5 Réponses to “La perfection du capitalisme”

  1. Hein, 37% ont trouvé le capitalisme parfait, dans ton blogue! Ouch!

  2. Au moins, il y en a 59% qui veulent que ça soit liquidé.

    « plus de profits, plus de concurrence et ce, à l’infini, sans considérer la vie sociale et la nature. »

    Le profit diminue avec l’augmentation de la concurrence.

    Tu sous-estimes le rôle de l’État dans le système capitaliste, on est loin, très loin du libre-marché (et comme tu sais, de mon côté, je prône la possession plutôt que la propriété si chère aux capitalistes et aux libertariens.)

    • Je ne sous-estime pas du tout l’État. Je parlais ici du capitalisme qui, pour qu’il survie à 100%, a besoin de l’État. Il le protège et assure son existence ainsi que la classe sociale qui gère et possède le tout.

      Et j’ai jamais parlé du libre-marché ici, mais bien les mécanismes du marché. Autrement, j’aurais dit « mécanismes du marché libre » ce qui n’est pas le cas.

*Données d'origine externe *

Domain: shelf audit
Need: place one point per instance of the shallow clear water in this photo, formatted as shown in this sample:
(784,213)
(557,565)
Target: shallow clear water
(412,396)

      Puis non, le profit ne diminue pas avec l’augmentation de la concurrence.

      • Ok, tu me rassures concernant l’influence de l’État sur le capitalisme.

        Mais généralement, plus la concurrence est forte, plus les profits diminuent, sauf en concurrence monpolistique ou dans un cartel, mais ce n’est pas de la vraie concurrence.

        Les profits d’un marché concurrentiel sont généralement inférieurs aux profits du monopole ou d’un oligopole.